Accepting Rejection
“You have to know how to accept rejection and reject acceptance.” ― Ray Bradbury
I've been thinking a lot about the experience of being "rejected" and getting "accepted" and the strange similitude between those experiences. There is a shared bitter-sweetness of both experiences, primarily because I think rejection has a way of teaching grace while acceptance can lead to new levels of egoism. One way to consider it: rejection as not to teach, or preach, or reach our consciousness at some deeper level, but to serve as a reminder that we are successfully trying. Rejection as a reminder that we are trying to pinch the nerve of success, and that we will get there eventually.
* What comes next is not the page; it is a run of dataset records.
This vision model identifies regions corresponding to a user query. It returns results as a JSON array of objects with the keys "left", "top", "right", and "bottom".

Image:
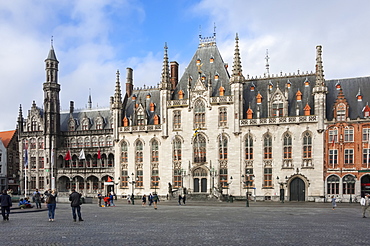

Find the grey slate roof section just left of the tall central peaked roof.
[{"left": 123, "top": 87, "right": 161, "bottom": 125}]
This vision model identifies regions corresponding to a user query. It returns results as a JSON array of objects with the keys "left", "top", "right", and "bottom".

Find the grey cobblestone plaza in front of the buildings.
[{"left": 0, "top": 200, "right": 370, "bottom": 246}]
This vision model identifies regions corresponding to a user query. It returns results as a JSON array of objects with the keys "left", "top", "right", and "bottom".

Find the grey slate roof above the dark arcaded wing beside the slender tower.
[{"left": 60, "top": 108, "right": 112, "bottom": 132}]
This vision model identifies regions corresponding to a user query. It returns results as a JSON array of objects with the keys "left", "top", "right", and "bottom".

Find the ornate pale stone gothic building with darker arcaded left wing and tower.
[{"left": 18, "top": 34, "right": 370, "bottom": 201}]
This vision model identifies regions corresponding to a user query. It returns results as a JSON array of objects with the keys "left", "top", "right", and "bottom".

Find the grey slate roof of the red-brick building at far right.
[{"left": 325, "top": 77, "right": 370, "bottom": 121}]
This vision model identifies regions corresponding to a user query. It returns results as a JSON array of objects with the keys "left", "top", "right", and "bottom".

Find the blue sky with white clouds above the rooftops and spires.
[{"left": 0, "top": 0, "right": 370, "bottom": 131}]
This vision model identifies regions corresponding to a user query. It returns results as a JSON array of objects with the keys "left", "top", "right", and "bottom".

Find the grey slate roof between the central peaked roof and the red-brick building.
[{"left": 243, "top": 74, "right": 316, "bottom": 119}]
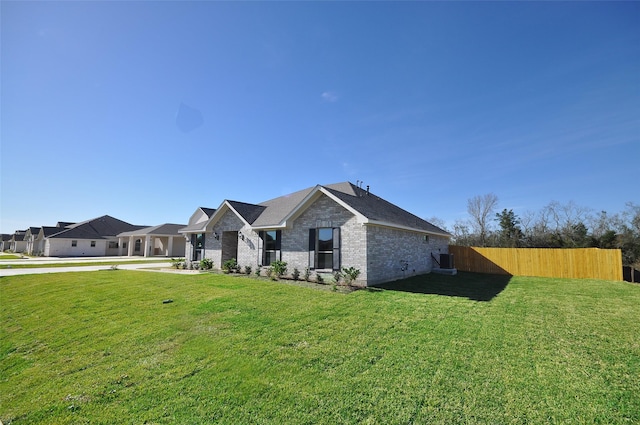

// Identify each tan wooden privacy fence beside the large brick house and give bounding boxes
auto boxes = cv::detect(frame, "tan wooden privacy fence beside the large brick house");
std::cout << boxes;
[449,245,622,280]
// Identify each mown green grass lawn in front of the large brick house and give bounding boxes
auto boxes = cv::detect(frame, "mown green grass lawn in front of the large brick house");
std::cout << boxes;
[0,270,640,425]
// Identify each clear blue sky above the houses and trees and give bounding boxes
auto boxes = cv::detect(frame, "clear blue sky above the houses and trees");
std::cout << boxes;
[0,2,640,233]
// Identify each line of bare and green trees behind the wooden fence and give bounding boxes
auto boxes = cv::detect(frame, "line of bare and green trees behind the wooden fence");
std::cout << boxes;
[433,193,640,268]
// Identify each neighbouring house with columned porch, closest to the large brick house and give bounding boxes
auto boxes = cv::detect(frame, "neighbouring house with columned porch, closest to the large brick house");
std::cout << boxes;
[118,223,185,257]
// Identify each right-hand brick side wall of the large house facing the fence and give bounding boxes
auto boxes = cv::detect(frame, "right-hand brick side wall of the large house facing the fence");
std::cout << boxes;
[367,225,449,285]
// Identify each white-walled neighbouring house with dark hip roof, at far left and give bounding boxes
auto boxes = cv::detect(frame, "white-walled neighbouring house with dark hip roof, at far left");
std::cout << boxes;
[43,215,147,257]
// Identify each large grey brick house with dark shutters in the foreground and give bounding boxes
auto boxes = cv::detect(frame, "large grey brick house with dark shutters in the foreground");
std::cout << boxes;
[180,182,451,285]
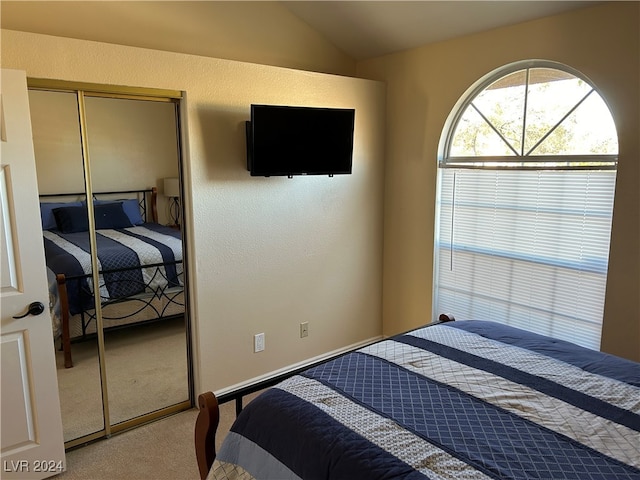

Rejection as an instructor in the art of refinement, of revision, and in that sense, the value of re-envisioning what you began with so you won’t need to give in to the asphyxiation of woe-is-me due to lack of belief of others on the basis of first or second draft.
In one's work, creative work or otherwise, the market always dictates, and so one must submit not only one’s work but one’s very self to the eyes of that market, whoever composes it. A spectrum of emotion happens between denial (i.e. I know I have talent) and acceptance (i.e. I know there is much I can work on). Yet not every “no” is equal, and that in itself should be an incentive to keep going. Being rejected somewhere is a turning of your work towards a set of aims and eyes elsewhere. A rejection, an honest critique, is gold--and nothing should necessarily tarnish this, even if the ego has been chipped away in the process.
I want to invoke Michelangelo here--that the essence of the artist is to keep chipping away, until they "[see] the angel in the marble and [carve]" until it has been “set free.” Rejection encourages the will to will. To want to resubmit to the point where the victory is not to face the rejection successfully via dismissal but merely face the subjective nature of rejection itself.
There is a pathological response to rejection that says, "I am not affected by them saying 'no'." Yet the trick is that we must be affected (i.e. affect is important), just not to the extent where we succumb to some false feeling of being lesser-than. Every writer who has ever written and submitted a document has gone through all of this--there is no unique insight I attempt to give here. Though I want to truly gage the possibility of value in rejection itself, maybe in order to surpass its value. Having one's work accepted/appreciated/loved/cherished would be an antidote to the broken glass that every writer needs to proverbially walk on in order to feel their words authentically. No need to romanticize the roadmap of rejection that follows the average writerly career, but rather, a need to make an itinerary of the writer’s difficult efforts that will, must flower, no matter what.